Thompson posted improved numbers in the 2015 NBA Finals when facing a smaller lineup. He had double-digit rebound totals in every game, with averages of 10 points and 13 rebounds per contest. Cleveland rewarded him with a max contract in the offseason worth $82 million over five years, though he hasn’t been as consistent as the team had hoped. The 25-year-old averaged 5.4 points and 7.0 rebounds on 51.4 percent shooting in regular-season losses, but he averaged 8.9 points and 9.9 rebounds while shooting 61.3 percent from the field in 57 wins.

Even in the playoffs, Thompson totaled just two points in Cleveland’s two losses against Toronto. He’s grabbed at least 10 rebounds in six playoff games with the Cavs winning those contests by an average of 15.3 points.

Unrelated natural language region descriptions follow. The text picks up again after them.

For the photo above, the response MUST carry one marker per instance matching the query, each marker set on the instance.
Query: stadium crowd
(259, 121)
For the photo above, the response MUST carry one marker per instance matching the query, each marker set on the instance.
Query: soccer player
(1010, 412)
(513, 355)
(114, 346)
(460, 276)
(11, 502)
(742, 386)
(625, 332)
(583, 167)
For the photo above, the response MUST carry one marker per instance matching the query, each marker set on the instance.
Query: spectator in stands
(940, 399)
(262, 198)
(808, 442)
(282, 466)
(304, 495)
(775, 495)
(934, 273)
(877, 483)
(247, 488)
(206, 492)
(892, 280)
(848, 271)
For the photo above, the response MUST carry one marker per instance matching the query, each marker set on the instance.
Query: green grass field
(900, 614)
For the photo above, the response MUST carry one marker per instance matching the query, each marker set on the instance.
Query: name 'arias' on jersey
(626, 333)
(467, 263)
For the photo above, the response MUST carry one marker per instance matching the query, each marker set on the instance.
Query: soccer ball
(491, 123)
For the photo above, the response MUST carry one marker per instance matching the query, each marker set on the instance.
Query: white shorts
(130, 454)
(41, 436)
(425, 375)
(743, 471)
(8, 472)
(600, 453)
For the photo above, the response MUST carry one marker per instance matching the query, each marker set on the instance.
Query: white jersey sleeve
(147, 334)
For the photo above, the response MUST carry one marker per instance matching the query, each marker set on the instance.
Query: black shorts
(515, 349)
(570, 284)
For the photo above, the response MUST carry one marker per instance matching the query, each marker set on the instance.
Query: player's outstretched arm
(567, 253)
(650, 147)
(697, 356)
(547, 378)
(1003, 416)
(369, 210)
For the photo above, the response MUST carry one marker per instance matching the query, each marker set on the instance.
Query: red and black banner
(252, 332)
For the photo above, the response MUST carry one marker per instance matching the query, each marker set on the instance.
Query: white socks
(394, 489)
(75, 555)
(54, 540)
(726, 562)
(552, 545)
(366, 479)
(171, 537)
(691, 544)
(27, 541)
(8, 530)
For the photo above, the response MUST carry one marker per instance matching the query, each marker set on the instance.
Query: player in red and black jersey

What Thompson lacks in scoring, he makes up for in rebounds and the intangibles. He has raised his field-goal percentage dramatically in his fifth season (55.8) from his rookie season (43.9), and has been effective in helping James and the Cavs guards score when he sets screens. He was also tied for second in the regular season with 268 offensive rebounds, and he’s second in the playoffs to only Steven Adams.

Adams helped the Oklahoma City Thunder dominate the glass in the Western Conference finals, giving them a 3-1 series lead before they wilted under Golden State’s onslaught of three-pointers over the final three games. If Cleveland is going to have a chance to upset the Warriors, Thompson may have to play a similar role, controlling the glass and giving the Cavaliers the edge in shot attempts.

Cleveland has a better chance to defeat Golden State this year now that both Kevin Love and Kyrie Irving are both healthy. But they are defensive liabilities, and the Cavs won’t be able to simply outscore the Warriors in high-scoring games for the entire series. With Timofey Mozgov seeing limited time on the court this postseason, Cleveland have turned towards Thompson to be their rim protector.

The durable Thompson isn’t a traditional center at just 6’9, and he only averages 0.6 blocks per game. But he can provide the Cavs with a big defensive lift against the Warriors, especially when Golden State plays Green in the paint.

Thompson won’t put up big offensive numbers, but with his 7'1.25'' wingspan he can change the series by being a force on the glass and playing an heightened role on defense. It's a big stretch to expect Thompson to somehow take home the MVP like Iguodala did last year, but it wouldn't be surprising if the Cavs win a title because of Thompson's contributions.